8 Super Ghouls & Ghosts
Back iཧn t♛he 80’s, there existed an epically difficult game entitled Ghosts & Goblins on Nintendo 🌳which was responsible for the rise in controller purchases. It tells the story of a knight trying to save his beloved from, you guessed it, ghosts and goblins. It was massively difficult to even finish the first stage, but also had a silly element when you would have to proceed in your skivvies after taking a single hit.
In the 90s, the sequel was released in arcades and for the Super Nintendo with improved graphics, but similar difficulty and story. Releasing it on the SNES classic would be like🌠✨ releasing Super Mario All-Stars on the mini; it only looks sl💮ightly be꧙tter. They gave us Ghosts & Goblins on the NES mini, so it’d be redundant t🔴o give us its polished sequel.
7 Zero: The Kamikaze Squirrel
When it co𓆏mes to platformers, Nintendo wrote the book and𓆉 every other company peeked over their shoulder. The SNES has had some great ones such as Bubsy, Mr. Nuts, and Earthworm Jim. However, the Super Nintendo also made a few mediocre ones but none as clunky and sa🐟d as Zero: The Kamikaze Squirrel.
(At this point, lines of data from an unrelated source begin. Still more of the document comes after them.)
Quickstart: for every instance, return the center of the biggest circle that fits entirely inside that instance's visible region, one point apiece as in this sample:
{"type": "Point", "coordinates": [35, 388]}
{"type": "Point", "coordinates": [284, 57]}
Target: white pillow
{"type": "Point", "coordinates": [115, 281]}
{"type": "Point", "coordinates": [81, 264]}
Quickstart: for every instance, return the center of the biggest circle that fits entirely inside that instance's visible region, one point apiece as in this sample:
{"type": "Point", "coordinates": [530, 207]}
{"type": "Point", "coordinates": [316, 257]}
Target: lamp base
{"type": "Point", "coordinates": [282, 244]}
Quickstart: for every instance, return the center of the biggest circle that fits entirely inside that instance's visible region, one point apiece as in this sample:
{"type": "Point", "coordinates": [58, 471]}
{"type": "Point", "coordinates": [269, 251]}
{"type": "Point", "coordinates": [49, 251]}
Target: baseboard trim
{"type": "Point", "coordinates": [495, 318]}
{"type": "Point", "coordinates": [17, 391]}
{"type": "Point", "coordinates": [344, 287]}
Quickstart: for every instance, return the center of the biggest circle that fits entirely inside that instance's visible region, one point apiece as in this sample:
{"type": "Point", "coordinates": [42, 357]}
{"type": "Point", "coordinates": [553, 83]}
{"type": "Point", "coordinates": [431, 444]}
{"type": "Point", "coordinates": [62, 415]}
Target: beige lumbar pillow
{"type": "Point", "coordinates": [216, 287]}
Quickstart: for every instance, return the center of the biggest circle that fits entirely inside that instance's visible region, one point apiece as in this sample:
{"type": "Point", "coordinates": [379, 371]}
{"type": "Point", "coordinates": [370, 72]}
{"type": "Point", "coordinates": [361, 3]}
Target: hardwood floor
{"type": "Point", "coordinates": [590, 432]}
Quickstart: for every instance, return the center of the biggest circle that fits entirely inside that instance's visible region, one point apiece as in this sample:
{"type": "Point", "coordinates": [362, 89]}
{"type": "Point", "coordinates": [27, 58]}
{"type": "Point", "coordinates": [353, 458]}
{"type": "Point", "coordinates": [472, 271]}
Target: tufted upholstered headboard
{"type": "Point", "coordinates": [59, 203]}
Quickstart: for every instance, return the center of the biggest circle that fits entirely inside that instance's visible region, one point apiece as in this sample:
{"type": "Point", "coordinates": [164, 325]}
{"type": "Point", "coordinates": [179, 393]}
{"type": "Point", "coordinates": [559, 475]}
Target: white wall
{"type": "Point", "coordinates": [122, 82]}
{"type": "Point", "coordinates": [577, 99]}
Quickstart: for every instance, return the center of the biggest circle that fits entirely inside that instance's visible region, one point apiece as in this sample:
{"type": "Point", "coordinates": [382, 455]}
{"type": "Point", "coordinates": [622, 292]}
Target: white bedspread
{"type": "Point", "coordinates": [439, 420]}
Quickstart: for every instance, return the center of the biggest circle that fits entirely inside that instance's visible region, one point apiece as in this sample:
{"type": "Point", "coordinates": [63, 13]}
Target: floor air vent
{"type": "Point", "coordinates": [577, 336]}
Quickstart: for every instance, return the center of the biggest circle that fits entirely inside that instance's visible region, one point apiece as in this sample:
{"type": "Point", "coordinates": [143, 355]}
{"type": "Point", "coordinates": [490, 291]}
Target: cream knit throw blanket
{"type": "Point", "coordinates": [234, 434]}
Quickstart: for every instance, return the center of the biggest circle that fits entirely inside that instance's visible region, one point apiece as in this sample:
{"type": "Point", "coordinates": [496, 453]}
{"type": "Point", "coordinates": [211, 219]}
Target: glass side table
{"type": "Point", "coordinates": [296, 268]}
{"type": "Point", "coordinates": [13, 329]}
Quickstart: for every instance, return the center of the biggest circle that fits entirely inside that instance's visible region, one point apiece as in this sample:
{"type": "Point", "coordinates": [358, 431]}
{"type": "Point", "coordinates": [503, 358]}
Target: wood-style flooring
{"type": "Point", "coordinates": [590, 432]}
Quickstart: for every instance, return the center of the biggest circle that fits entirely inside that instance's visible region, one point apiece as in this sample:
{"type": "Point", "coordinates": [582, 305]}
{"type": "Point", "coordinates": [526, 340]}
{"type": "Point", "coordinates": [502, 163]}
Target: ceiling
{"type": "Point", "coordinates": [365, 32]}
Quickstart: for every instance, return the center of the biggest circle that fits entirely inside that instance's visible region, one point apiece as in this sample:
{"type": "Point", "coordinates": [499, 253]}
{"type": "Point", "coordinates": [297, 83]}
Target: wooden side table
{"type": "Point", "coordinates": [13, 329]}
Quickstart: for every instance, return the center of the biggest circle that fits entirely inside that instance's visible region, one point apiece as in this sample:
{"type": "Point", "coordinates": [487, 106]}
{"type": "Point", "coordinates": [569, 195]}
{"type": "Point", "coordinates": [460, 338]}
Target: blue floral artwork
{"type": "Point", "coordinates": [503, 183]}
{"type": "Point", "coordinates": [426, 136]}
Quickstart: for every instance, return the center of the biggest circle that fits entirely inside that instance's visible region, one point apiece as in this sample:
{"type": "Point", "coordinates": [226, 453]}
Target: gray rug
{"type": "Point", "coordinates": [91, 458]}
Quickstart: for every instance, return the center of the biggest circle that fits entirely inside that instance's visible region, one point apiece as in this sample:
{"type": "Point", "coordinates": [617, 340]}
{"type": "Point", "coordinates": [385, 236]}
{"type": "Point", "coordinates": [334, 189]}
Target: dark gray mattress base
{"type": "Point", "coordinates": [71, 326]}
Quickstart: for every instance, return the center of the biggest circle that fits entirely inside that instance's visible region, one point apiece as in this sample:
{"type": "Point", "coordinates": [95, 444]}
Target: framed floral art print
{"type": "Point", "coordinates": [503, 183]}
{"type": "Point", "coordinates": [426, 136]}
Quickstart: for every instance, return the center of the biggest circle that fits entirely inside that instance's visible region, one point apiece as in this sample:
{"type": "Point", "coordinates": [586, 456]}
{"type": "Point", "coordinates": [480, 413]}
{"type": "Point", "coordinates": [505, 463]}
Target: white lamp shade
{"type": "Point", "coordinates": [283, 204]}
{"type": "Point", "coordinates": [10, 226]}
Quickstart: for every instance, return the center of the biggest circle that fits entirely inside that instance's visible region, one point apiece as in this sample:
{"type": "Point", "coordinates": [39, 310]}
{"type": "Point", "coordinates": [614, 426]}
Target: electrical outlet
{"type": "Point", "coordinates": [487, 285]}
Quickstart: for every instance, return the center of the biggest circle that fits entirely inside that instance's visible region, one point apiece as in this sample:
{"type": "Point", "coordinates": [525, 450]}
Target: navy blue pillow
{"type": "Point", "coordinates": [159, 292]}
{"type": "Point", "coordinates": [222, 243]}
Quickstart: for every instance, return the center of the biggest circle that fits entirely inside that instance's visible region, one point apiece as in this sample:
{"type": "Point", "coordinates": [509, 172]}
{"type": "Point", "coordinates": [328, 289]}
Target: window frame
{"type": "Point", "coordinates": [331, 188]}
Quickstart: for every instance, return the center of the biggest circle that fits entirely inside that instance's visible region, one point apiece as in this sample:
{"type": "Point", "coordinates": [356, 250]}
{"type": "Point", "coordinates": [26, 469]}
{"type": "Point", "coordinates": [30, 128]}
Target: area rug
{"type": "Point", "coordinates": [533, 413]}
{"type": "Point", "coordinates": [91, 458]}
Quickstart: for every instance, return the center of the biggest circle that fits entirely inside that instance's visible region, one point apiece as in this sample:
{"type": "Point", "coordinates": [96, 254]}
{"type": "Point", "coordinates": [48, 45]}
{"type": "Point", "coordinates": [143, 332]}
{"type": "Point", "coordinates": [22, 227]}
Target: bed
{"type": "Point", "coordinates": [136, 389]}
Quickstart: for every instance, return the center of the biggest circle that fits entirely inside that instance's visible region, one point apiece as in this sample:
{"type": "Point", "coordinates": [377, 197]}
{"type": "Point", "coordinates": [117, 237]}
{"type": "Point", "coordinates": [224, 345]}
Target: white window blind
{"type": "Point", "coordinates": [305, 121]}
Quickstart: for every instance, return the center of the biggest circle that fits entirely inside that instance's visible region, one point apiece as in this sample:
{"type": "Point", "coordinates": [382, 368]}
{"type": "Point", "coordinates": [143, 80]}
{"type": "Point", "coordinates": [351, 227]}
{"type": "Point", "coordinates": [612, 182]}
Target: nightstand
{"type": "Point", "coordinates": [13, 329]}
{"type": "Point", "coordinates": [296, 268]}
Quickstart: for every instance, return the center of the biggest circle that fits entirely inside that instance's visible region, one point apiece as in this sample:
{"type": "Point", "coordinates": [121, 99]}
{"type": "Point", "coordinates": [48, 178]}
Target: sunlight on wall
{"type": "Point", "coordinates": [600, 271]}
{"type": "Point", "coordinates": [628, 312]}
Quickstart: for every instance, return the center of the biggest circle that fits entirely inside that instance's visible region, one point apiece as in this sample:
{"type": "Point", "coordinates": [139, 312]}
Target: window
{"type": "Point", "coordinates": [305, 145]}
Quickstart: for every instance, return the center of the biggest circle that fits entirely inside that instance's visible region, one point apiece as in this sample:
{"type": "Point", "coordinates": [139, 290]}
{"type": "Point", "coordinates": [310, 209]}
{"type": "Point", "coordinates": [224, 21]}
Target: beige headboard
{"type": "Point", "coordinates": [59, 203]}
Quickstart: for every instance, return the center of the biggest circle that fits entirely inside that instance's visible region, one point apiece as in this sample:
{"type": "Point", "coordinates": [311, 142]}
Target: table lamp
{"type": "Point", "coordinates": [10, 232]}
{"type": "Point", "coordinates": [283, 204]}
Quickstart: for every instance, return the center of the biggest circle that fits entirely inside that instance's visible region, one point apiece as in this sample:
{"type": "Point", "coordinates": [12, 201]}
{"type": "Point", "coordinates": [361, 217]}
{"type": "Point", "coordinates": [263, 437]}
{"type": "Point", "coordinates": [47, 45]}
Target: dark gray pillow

This obvious Bubsy knockoff follows a secret agent nam☂ed Zero who was actually a villain in the Aero the Acrobat series. He is a ninja that must stop the evil lumberjack Jacquesജ Le Sheets from chopping down trees to make paper; basically Ferngully on hashish. The game was ludicrous but could have been good if the controls weren’t so lackluster and unusable. Instead, they should probably go with one of the other amazing platformer for the SNES mini.
6 Terminator 2: Judgement Day
You don’t ha💟ve to be a movie buff to be 💝familiar with Arnold Schwarzenegger and his iconic role as the T-101 in The Terminator films. It’s only natural that the video game industry wou𓆏ld capitalize on this successful movie franchise. As far as the second movie goes, they released an incredible shooter in arcades that made tons of money in quarters. Then, they released Terminator 2: Judgement Day for SNES which everyone was excited to see.
Unfortunately, this SNES release was not the shoot ‘em up we played in the arcades till our eyes bled, th♓is was a mediocre platformer that followed the movie scene by scene with terrible fist fights and sloppy chases. Luckily, they released the “correct” one so𒈔metime later as T2: The Arcade Game and that is the one that sh✨ould grace the ඣSNES Classic if any.